Recognizer
The Recognizer is meant to fix the problem when you are matching a pattern which can vary.
That's the case with numeric operators like + or - for example.
The Recognizer works by matching Recognizable one by one until a match is found. Il no pattern matches, it returns
a None value.
The Recognizer takes a mutable to the Scanner as a parameter.
Then a chain of try_or methods is used to add Recognizable objects to the Recognizer.
extern crate elyze; use elyze::recognizer::Recognizer; fn main() -> ParseResult<()> { Recognizer::new(scanner) .try_or(Operator::Add)? .try_or(Operator::Sub)? .finish(); }
Step by step
The Recognizer works in 3 steps:
- Initializing with a scanner
- Add a
Recognizableto theRecognizer - Call the
finishmethod to get the result
Step 1: Initializing with a scanner
extern crate elyze; use elyze::recognizer::Recognizer; use elyze::scanner::Scanner; fn main() { let data = b"+"; let mut scanner = Scanner::new(data); let result = Recognizer::<u8, Operator>::new(&mut scanner); }
The Recognizer is defined by
#![allow(unused)] fn main() { extern crate elyze; /// A `Recognizer` is a type that wraps a `Scanner` and holds a successfully /// recognized value. /// /// When a value is successfully recognized, the `Recognizer` stores the value in /// its `data` field and returns itself.

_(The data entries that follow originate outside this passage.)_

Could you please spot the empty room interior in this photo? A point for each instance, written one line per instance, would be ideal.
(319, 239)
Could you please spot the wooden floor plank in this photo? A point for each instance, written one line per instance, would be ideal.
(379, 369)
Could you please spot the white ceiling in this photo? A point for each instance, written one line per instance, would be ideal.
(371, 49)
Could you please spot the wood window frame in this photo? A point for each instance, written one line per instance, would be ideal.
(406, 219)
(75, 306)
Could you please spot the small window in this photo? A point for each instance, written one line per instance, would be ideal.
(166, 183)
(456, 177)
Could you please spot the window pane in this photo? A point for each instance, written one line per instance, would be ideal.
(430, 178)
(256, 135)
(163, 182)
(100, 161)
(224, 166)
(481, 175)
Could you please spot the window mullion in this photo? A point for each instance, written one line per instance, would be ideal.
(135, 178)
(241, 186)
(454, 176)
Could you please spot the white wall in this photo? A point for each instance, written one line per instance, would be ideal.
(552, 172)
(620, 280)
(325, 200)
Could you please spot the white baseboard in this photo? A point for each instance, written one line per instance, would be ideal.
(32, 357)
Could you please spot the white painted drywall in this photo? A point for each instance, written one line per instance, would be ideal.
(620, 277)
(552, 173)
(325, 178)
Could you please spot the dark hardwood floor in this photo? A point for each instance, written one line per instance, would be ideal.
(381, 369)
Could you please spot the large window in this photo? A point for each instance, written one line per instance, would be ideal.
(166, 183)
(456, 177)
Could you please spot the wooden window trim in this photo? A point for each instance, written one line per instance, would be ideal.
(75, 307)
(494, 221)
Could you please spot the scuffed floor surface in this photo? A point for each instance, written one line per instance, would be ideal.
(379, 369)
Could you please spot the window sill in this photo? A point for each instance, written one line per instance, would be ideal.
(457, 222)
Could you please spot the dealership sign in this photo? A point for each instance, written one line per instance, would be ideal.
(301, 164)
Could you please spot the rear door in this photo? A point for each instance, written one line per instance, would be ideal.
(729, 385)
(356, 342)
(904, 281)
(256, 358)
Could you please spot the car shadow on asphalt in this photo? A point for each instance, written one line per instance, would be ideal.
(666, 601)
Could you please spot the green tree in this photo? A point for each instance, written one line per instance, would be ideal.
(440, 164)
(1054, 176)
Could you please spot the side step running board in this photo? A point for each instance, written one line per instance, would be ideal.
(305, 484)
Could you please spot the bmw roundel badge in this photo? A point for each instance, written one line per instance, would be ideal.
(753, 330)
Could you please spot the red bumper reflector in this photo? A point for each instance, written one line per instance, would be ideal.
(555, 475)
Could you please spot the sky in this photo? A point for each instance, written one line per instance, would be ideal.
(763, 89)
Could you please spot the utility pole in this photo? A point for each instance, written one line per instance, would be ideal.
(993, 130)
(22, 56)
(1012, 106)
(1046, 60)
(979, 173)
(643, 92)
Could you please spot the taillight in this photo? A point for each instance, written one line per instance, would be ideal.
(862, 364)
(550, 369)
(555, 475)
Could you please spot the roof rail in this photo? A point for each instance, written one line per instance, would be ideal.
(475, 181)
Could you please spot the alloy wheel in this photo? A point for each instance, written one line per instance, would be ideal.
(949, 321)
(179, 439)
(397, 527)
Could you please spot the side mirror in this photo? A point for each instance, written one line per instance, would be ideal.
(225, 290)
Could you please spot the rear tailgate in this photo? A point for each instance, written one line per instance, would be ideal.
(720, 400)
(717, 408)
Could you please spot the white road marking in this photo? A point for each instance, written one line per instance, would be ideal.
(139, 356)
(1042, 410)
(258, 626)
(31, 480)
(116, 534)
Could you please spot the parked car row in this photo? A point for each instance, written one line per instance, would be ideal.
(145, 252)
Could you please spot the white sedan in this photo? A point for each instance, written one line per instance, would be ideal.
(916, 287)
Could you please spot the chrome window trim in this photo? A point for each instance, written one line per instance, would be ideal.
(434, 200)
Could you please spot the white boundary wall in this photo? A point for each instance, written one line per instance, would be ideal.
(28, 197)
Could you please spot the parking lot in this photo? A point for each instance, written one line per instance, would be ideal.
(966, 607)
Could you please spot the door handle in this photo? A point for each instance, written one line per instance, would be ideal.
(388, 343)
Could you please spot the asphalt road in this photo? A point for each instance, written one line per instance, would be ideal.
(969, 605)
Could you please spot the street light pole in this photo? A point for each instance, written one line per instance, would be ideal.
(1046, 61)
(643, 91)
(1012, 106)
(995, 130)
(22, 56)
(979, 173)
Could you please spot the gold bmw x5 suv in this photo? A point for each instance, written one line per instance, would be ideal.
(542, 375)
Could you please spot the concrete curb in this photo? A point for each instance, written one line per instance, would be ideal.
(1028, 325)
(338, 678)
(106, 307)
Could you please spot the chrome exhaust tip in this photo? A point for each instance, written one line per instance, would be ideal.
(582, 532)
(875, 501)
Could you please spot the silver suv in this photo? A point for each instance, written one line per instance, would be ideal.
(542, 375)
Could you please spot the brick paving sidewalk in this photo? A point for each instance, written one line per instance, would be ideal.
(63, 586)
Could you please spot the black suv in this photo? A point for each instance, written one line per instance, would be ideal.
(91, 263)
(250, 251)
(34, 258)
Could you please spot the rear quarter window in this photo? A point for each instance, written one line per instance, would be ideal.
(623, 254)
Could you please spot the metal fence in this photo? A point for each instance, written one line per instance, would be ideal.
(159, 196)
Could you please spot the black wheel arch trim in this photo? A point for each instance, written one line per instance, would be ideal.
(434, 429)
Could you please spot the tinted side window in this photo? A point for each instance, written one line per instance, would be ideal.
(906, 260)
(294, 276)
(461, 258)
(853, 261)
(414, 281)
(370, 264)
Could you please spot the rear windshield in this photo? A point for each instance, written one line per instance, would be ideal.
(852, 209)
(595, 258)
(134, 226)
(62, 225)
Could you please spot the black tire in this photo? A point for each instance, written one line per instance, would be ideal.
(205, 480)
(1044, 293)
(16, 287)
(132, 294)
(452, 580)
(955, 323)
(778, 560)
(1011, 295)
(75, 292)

If a value is not recognized, the /// `Recognizer` rewinds the scanner to the previous position and returns itself. /// /// # Type Parameters /// /// * `T` - The type of the data to scan. /// * `U` - The type of the value to recognize. /// * `'a` - The lifetime of the data to scan. /// * `'b` - The lifetime of the `Scanner`. pub struct Recognizer<'a, 'b, T, R> { data: Option<R>, scanner: &'b mut Scanner<'a, T>, } }
That's why you need to specify the type of T and R in its new call.
Step 2: Add a Recognizable to the Recognizer
Once to the Recognizer is initialized, you can add one or more Recognizable to it.

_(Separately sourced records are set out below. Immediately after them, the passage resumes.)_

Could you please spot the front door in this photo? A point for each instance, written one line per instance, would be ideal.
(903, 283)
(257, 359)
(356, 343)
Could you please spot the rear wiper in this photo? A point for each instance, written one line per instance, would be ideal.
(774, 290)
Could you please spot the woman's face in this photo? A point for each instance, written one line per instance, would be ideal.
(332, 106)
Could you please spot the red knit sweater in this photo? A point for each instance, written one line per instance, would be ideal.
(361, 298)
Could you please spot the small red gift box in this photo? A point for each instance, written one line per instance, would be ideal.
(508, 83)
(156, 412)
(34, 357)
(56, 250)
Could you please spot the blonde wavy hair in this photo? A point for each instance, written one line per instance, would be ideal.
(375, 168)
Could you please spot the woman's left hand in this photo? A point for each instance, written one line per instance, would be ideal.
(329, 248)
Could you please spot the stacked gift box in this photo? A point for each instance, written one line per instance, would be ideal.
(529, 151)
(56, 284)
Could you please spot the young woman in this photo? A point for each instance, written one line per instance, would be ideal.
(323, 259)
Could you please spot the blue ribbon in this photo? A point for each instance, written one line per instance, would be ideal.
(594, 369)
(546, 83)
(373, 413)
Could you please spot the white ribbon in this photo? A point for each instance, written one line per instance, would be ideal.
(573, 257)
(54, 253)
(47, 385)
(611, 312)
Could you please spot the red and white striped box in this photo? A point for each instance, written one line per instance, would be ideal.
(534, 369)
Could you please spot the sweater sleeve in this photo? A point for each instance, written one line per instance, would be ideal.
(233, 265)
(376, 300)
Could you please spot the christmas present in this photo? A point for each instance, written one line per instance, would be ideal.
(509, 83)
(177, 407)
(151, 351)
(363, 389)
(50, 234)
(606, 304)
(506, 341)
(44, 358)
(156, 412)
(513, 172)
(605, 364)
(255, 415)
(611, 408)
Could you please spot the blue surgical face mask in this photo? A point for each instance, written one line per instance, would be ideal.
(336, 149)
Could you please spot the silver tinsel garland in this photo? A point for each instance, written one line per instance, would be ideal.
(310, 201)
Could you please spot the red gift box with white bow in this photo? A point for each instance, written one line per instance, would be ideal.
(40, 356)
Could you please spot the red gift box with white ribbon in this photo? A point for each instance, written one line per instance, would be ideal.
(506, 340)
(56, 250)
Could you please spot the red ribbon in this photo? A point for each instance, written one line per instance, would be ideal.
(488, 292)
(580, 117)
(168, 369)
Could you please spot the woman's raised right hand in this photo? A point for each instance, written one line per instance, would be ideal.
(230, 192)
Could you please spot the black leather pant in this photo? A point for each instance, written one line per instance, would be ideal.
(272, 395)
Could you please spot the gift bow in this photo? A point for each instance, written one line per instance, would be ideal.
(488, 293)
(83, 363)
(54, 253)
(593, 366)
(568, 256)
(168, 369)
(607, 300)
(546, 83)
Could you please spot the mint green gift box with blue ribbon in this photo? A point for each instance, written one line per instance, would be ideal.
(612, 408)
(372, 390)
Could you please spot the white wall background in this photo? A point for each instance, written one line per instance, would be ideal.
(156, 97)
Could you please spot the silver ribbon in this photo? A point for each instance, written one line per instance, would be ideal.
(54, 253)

To do so, the Recognizer provides the try_or method.
#![allow(unused)] fn main() { extern crate elyze; impl<'a, 'b, T, R: Recognizable<'a, T, R>> Recognizer<'a, 'b, T, R> { pub fn try_or(mut self, element: R) -> ParseResult<Self>; } }
This one takes a R object where R implements the Recognizable trait. And returns a ParseResult containing the
Recognizer object.
You can add as many Recognizable as you want. But by rust limitations, th R must be the same at each call. That's why
using an enumeration of tokens is a good idea.
Here are my tokens:
#![allow(unused)] fn main() { #[derive(Debug)] enum Operator { Add, Sub, } }
It implements Match<u8>
extern crate elyze; fn main() -> ParseResult<()> { let data = b"+"; let mut scanner = Scanner::new(data); // Initialize the recognizer (type can be inferred) let recognizer = Recognizer::new(&mut scanner); // Try to apply the recognizer on the operator add, if it fails, return an error let recognizer_add = recognizer.try_or(Operator::Add)?; // Try to apply the recognizer on the operator sub, if it fails, return an error let recognizer_add_and_sub = recognizer_add.try_or(Operator::Sub)?; Ok(()) }
The try_or method works as follows:
- Checks the internal state, if internal state is
None:- It calls the
recognizemethod of theRecognizableobject. - If the
recognizemethod returnsOk(Some(value)), it sets the internal state toSome(value). - If the
recognizemethod returnsOk(None) - If an error occurs, it returns the error.
- It calls the
- If the internal state is
Some, it returns theRecognizeras is.
The execution is immediate not lazy, you are not registering an operation but applying it.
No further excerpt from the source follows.